In an article in the November 2021 issue of the Wiley journal Climate and Energy, NERA Managing Director Dr. Jeff D. Makholm starts with a story about Alfred E. Kahn, one of NERA’s founders, who popularized the principle of “marginal cost pricing” among US regulators with his famous book The Principles of Regulation (Wiley, 1970–71). Professor Kahn later came to be disgusted by the misapplication of such economic principles through costly and unproductive “propensities to micromanage” in parts of the deregulated telecommunications and energy industries. Dr. Makholm uses that history to comment on two similar examples of regulatory micromanagement appearing in two deregulated parts of US energy markets in 2020–21.
First, the collapse in oil and natural gas prices in early 2020 led to a number of natural gas producer bankruptcies—leading to a novel fight between the Federal Energy Regulatory Commission (FERC) and the US Bankruptcy Courts over who would deal with the consequences of bankrupt shippers holding transport contracts on FERC-regulated interstate gas pipelines. Second, the sharp spike in Texas electricity prices during the February 2021 Texas energy debacle has led to second-guessing the regulatory rules by which Texas organized its power market. These examples of micromanaging and second-guessing highlight the fragility of the deregulated parts of traditional electric and natural gas utility businesses, which can be greatly impacted by unforeseen economic forces.

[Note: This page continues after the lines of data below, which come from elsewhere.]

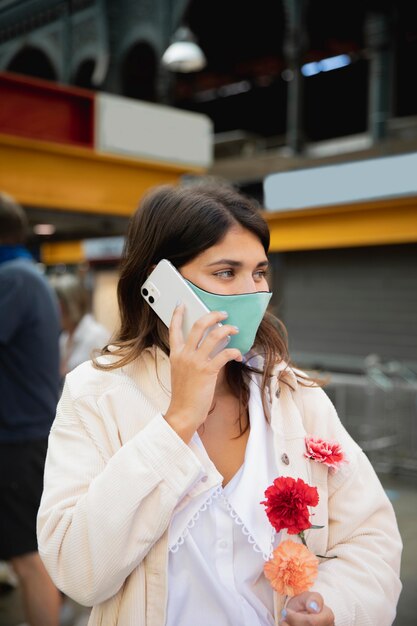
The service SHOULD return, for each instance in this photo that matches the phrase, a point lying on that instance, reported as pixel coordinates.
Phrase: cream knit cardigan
(115, 471)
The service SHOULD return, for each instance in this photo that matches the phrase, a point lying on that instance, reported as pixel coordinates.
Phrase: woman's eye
(260, 274)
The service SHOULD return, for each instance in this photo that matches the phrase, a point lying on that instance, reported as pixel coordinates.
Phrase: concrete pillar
(379, 41)
(295, 44)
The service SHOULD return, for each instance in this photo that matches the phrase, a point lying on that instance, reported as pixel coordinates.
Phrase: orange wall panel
(39, 109)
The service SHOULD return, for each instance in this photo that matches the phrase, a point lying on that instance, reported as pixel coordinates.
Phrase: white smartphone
(164, 288)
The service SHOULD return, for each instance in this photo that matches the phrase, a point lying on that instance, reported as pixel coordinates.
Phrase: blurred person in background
(162, 453)
(81, 333)
(29, 389)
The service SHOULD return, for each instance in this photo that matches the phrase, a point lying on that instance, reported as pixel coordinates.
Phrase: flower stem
(303, 539)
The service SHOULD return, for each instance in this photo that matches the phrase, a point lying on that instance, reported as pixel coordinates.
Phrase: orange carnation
(292, 568)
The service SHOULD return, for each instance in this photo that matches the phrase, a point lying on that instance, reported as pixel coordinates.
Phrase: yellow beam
(68, 252)
(65, 177)
(373, 223)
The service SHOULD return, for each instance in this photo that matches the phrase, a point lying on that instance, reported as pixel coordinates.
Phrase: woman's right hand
(193, 372)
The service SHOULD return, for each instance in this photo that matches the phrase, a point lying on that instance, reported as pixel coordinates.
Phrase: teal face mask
(244, 310)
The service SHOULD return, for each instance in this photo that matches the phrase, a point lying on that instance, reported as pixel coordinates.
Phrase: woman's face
(237, 264)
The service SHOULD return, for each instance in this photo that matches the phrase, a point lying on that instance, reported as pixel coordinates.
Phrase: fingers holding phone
(194, 371)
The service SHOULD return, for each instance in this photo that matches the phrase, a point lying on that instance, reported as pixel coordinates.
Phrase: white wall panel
(152, 131)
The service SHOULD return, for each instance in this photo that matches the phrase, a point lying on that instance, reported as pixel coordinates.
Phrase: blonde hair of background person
(81, 333)
(29, 391)
(159, 455)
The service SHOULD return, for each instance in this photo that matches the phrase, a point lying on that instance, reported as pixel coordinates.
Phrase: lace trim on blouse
(214, 494)
(238, 521)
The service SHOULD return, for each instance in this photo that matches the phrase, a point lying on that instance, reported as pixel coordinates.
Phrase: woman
(160, 454)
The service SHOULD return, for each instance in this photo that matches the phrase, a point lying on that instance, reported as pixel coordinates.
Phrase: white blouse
(219, 541)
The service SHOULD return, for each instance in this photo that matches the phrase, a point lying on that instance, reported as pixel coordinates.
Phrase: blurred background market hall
(310, 107)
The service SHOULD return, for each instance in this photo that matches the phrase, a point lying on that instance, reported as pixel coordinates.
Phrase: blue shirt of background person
(29, 349)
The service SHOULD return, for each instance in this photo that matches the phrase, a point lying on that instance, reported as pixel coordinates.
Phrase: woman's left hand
(307, 609)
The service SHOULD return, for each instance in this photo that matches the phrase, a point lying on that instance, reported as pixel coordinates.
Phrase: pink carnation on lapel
(327, 452)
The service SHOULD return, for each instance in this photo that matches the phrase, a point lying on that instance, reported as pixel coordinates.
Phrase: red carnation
(286, 504)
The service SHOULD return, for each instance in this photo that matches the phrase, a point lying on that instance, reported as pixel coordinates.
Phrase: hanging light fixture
(184, 54)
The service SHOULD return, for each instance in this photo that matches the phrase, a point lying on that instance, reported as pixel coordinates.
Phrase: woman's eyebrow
(235, 263)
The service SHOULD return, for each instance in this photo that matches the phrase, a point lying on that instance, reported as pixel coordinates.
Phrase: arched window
(32, 62)
(84, 74)
(139, 73)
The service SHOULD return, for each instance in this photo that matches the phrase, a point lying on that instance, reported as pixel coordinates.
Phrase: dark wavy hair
(178, 224)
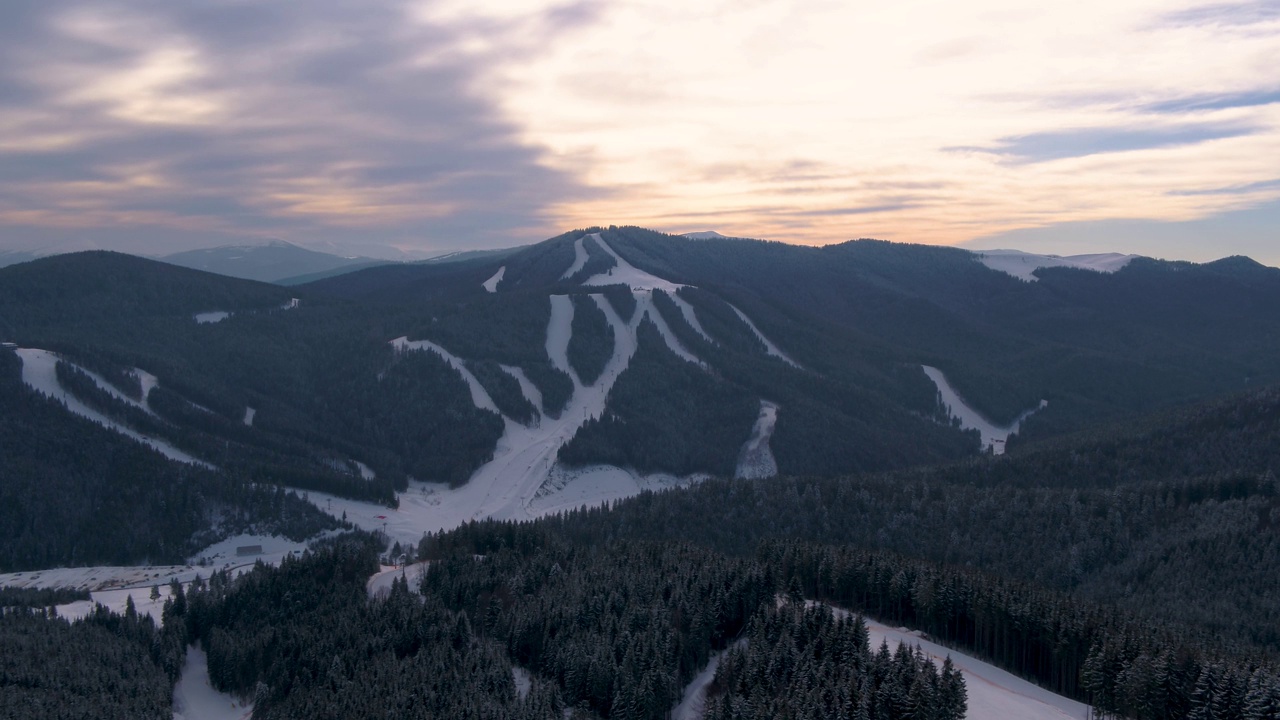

In conclusion, Dr. Makholm notes that the way in which US legislatures and the Supreme Court worked in the 20th century to perfect reliable means of assessing regulated costs and prices are national treasures reflecting deep economic and judicial scholarship. The rules they developed gave investors the confidence to pour funds into privately-owned, regulated US energy infrastructure enterprises throughout the 20th century. Investment has continued to flow into competitive energy enterprises in the 21st century in the deregulated parts of US energy markets, to the great benefit of US energy consumers. But those gains evidently need constant tending and support before regulators and in the courts.
Makholm, Jeff D. (November, 2022). “Second-Guessing the Regulatory and Judicial Rules for US Energy Markets,” Climate and Energy, 38/4, ©2022 Wiley Periodicals, Inc., a Wiley Company.